The movement was made by the eminent clockmaker Jean-Antoine Lépine (1720-1814), who was appointed clockmaker to both King Louis XV and Louis XVI, to whom he supplied a large number of clocks. Lépine was also patronised by leading figures of his day including the comtesse d’Artois and de Provence and other French aristocracy as well as the Spanish, British and Swedish royalty. His pieces are now in the world’s finest collections including the Musée Royaux d’Art et d’Histoire, Brussels; Mathematisch-Physikalischer Salon, Dresden; the Victoria and Albert Museum, London; Musée d’Horlogerie de La Chaux-de-Fonds; Basle Museum; Musée du Louvre, Musée du Cognacq-Jay, Palais de l’Elysée, Paris as well as Château de Versailles and the Spanish, Swedish and English Royal Collections.
Born at Challex in France, Lépine began his horological career in nearby Geneva. In circa 1744 he travelled to Paris, where he worked as compagnon and ouvrier libre under the royal clockmaker André Caron. In 1756 he married Caron’s daughter and was promptly made a partner in his father-in-law’s business. He was received as a maître in 1762 by decree, exempting him from lack of apprenticeship when he took over Caron’s business. At about the same time he was appointed the coveted position of Horloger du Roi et du Garde-Meuble de la Coronne.
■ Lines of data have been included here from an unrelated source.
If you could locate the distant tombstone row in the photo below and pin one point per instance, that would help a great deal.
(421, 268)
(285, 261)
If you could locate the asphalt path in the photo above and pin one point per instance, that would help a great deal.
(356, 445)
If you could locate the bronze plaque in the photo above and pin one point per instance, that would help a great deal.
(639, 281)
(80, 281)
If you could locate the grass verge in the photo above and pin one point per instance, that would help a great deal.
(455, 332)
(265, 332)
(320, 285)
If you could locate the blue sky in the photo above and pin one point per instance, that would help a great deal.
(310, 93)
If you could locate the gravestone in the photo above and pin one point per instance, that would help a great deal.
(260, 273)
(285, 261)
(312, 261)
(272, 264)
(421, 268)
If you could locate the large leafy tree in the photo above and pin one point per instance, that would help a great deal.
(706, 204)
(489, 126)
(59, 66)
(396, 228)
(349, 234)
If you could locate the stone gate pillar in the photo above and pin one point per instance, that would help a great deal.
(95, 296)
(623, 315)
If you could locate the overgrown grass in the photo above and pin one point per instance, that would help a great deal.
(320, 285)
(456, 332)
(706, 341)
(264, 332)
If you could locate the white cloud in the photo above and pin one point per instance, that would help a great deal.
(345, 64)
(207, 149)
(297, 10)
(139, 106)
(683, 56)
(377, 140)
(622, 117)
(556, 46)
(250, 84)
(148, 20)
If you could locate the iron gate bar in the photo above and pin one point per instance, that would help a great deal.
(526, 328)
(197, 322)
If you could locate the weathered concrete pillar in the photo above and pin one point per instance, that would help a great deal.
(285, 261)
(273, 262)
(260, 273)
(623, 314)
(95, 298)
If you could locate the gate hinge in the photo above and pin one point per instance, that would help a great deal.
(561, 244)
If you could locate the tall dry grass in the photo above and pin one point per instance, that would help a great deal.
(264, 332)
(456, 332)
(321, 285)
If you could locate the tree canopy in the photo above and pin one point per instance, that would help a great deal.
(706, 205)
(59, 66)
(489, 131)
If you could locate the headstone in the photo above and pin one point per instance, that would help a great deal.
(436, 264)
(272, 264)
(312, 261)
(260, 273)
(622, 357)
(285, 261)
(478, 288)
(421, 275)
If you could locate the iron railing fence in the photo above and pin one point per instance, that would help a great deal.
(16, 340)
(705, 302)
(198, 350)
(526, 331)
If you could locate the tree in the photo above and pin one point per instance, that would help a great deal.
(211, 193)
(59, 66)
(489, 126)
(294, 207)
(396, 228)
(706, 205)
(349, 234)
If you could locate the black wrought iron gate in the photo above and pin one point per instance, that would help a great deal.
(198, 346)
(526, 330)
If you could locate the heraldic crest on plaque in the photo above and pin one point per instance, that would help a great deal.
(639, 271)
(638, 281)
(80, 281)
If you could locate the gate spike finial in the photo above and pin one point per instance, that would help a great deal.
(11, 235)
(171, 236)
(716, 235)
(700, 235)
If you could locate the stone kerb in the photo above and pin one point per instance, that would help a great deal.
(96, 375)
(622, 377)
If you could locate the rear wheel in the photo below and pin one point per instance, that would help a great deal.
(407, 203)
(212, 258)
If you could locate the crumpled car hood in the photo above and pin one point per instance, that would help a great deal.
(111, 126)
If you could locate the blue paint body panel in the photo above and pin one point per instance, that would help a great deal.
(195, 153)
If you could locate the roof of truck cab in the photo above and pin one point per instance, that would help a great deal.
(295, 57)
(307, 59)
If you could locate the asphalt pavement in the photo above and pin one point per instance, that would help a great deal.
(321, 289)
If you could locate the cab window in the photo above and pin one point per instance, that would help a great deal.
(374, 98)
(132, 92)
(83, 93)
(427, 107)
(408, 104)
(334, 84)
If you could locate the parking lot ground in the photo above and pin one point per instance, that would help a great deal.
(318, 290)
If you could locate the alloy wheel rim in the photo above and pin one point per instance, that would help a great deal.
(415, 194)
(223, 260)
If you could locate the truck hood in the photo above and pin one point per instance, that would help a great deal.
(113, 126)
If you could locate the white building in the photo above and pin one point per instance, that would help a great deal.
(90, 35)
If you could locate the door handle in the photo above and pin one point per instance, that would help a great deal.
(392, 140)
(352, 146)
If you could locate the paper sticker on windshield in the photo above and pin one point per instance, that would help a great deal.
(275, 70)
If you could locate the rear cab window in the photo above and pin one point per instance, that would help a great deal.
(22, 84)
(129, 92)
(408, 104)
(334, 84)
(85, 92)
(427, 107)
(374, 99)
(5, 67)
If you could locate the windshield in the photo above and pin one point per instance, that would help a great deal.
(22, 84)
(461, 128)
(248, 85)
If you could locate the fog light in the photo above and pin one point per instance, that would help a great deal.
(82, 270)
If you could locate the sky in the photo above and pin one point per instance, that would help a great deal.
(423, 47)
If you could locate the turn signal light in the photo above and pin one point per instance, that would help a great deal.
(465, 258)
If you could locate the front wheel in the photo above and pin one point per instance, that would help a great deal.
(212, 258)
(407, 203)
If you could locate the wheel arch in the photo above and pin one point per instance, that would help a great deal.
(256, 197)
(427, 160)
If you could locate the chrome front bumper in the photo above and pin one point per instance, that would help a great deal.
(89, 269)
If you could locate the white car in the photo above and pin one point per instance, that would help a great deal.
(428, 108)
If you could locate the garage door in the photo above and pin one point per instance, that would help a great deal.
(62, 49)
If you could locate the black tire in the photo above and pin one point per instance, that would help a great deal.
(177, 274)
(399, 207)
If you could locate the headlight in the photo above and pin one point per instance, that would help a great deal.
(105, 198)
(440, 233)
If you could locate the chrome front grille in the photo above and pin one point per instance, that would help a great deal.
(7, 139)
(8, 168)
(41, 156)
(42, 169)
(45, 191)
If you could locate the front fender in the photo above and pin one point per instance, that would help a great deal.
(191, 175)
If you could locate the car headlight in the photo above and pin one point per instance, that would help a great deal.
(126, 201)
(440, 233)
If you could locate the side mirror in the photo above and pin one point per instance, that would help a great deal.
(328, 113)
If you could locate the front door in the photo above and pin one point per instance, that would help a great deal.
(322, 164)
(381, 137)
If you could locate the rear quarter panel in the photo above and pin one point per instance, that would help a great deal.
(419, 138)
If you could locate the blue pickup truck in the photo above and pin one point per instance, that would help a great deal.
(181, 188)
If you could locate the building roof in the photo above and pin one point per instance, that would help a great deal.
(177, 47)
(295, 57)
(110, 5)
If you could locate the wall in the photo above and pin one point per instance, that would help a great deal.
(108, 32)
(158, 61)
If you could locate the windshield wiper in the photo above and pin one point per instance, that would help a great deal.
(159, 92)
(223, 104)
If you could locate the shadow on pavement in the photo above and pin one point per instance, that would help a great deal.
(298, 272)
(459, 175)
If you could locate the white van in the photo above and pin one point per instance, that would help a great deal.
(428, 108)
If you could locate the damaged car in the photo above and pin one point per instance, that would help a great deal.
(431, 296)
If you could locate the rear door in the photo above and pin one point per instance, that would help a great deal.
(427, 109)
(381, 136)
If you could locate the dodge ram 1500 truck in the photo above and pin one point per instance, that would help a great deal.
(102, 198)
Until 1772 Lépine operated from rue Saint-Denis; for the next five years he was at rue des Fossés-Saint-Germain-l’Auxerrois but in 1784 he handed the business over to his son-in-law Pierre-Claude Raguet, known as Lépine (1753-1810), who had joined him in 1783 and continued to make clocks of the present model. Lépine was responsible for many technical and aesthetic horological innovations, of which the most celebrated is the ‘Lépine calibre’ which resulted in the production of the first genuinely thin watch. He was also very aware of integrating scientific excellence with aesthetics and thus only used cases by the finest bronziers such as François Rémond, Jean-Baptiste and Robert Osmond, Etienne Martincourt and Jean-Rémy Carangeot as well as the ébénistes Balthazar Lieutaud and Nicolas Petit; he also employed the services of the gilders Noël, Martin and Henry. Lépine’s attention to detail also included the dial face; as here his dials only had Arabic numerals for the hours and minutes. This was one of Lépine’s specialities which was continued by his son-in-law until about 1789 when the business reverted back to the more usual combination of Roman and Arabic numerals.
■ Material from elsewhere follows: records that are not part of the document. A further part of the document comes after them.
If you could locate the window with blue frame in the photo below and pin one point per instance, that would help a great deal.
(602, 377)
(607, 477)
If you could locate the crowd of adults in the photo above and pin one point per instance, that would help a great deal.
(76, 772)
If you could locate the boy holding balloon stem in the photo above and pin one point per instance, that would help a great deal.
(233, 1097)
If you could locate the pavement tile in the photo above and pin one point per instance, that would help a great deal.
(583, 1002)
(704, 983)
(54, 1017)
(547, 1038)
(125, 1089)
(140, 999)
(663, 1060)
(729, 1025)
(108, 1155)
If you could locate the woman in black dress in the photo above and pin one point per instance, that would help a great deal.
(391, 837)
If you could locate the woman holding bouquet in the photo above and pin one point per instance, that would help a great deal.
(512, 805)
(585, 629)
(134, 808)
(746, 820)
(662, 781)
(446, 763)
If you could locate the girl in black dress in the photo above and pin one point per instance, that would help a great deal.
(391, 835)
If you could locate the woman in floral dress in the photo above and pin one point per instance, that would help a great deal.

Like Lépine, the fondeur-ciseleur François Rémond (1747-1812) was a leader in his field. The son of a voiturier or carriage-maker, Rémond began an apprenticeship with the doreur Pierre-Antoine Vial in 1763. Eleven years later Rémond was received as a maître-fondeur and rapidly rose in prominence so that by 1786 he enjoyed the fourth highest turnover out of over 800 Parisian bronziers. Working as both a fondeur-ciseleur as well as a doreur he was able to exercise considerable artistic control over his output. Rémond worked extensively for Dominique Daguerre and subsequently Martin-Eloi Lignereux through whom he supplied the cream of society. In addition to the duc de Penthièvre and princesse Kinsky, they included Queen Marie-Antoinette, the comte d’Artois and the comte d’Adhémar.